Cette gigantesque infrastructure informatique collaborative promeut l’échange de connaissance, le focus client, et l’alignement des valeurs. Cette plateforme a plusieurs objectifs :
Le Buurtzorg Web a été rapidement adopté par les équipes d’infirmières comme un outil de communication mais également de gestion. Ce réseau intègre également une messagerie intraéquipe très utilisée par les infirmières et infirmiers. Pas étonnant donc qu’il ait été si rapidement pris en main par les équipes qui ont façonné, au fur et à mesure de sa construction, le Buurtzorg Web.
Buurtzorg est une réussite spectaculaire, l’un des plus beaux exemples d’entreprise sans managers à grande échelle !
Aujourd’hui ce n’est pas moins des deux-tiers des infirmiers et infirmières du pays qui travaillent chez Buurtzorg. Les résultats financiers et médicaux de l’organisation font exploser tous les indicateurs avec une réduction de 30% des admission aux urgences, et une réduction de 40% en moyenne du temps consacré aux soins pour chaque patient par rapport aux autres organismes de soins à domicile pour une prescription.
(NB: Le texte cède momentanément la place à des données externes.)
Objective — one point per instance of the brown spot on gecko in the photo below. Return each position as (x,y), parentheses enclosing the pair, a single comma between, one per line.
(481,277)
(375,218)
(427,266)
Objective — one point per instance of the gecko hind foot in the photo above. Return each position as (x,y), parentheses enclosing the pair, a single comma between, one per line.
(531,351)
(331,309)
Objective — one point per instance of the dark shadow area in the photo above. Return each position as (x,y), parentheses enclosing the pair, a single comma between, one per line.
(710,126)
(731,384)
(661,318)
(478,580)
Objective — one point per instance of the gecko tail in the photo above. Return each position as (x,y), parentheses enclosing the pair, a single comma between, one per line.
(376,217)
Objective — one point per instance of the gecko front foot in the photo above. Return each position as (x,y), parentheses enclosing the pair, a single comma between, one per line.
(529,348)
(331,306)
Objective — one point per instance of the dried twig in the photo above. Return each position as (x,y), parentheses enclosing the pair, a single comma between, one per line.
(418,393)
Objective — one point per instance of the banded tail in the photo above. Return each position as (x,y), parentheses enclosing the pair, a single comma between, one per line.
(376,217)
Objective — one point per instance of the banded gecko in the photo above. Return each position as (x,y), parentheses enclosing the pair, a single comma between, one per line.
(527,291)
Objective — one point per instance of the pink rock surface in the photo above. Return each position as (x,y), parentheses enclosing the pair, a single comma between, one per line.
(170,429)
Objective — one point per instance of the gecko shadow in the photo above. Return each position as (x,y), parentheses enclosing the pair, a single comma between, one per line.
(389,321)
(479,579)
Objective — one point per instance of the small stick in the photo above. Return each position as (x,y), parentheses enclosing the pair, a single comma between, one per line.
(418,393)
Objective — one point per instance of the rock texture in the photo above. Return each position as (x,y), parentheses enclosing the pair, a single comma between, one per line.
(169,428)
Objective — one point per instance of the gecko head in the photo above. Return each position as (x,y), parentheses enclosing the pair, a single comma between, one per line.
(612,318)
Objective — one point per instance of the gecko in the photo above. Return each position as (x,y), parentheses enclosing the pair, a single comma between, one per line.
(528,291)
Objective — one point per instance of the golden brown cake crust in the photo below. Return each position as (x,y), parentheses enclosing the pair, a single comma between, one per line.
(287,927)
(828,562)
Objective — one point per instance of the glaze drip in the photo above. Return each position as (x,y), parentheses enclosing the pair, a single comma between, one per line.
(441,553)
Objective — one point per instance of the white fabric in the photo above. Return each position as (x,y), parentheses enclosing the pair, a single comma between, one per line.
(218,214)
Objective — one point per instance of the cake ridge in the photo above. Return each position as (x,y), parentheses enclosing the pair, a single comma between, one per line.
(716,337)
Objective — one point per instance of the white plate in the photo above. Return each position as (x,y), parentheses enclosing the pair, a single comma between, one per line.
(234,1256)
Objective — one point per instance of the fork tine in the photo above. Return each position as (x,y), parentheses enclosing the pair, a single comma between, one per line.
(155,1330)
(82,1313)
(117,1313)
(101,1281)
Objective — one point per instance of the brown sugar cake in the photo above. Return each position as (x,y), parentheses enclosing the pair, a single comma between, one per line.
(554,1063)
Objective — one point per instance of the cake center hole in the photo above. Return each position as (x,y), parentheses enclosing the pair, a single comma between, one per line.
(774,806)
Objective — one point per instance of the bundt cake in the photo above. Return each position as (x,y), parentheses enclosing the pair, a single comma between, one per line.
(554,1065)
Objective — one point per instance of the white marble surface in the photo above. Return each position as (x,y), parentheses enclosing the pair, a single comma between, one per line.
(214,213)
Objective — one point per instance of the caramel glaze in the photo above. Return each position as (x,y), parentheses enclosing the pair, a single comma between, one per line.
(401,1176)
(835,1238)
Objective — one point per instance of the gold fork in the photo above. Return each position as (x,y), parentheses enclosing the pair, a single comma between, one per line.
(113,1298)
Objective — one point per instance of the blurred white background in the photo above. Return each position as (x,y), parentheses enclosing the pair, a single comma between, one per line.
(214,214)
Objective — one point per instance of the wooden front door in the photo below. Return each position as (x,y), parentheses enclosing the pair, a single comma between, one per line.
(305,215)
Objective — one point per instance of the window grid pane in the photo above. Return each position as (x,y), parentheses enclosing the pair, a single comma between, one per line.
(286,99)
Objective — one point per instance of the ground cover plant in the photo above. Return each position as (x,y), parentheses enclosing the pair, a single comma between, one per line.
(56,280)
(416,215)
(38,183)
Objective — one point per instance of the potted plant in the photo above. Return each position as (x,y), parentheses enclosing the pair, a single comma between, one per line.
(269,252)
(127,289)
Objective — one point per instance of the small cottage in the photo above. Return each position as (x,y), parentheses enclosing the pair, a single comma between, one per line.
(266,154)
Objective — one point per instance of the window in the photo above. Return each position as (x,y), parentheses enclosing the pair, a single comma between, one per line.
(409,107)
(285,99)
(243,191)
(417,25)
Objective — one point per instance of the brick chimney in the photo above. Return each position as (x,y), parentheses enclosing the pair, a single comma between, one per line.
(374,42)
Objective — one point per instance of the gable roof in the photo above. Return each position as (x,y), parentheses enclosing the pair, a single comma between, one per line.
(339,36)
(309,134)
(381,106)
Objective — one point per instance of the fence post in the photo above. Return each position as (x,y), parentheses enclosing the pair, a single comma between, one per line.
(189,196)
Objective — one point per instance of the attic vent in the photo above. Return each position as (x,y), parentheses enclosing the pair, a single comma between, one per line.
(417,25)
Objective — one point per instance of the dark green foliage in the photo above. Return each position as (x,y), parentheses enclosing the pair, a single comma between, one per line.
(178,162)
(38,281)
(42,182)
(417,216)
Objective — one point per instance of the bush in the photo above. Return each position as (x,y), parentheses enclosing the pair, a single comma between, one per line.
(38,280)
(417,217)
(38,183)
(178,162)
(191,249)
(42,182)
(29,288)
Pourtant, les infirmières prennent le temps de prendre le café et de parler avec leurs patients, leur famille, leurs voisins pour resserrer le soutien qui les entoure pour améliorer leur rétablissement. Les patients guérissent plus vite et sont autonomes plus rapidement.
Et ce temps passé à réellement soigner leurs patients, en opposition avec vendre des produits ou faire du reporting, a un impact assez parlant chez les infirmières : 60% d’arrêts de travail et 30% de turnover de moins que dans les entreprises de soins de proximité classiques (chiffres rapportés par Frédéric Laloux en 2015).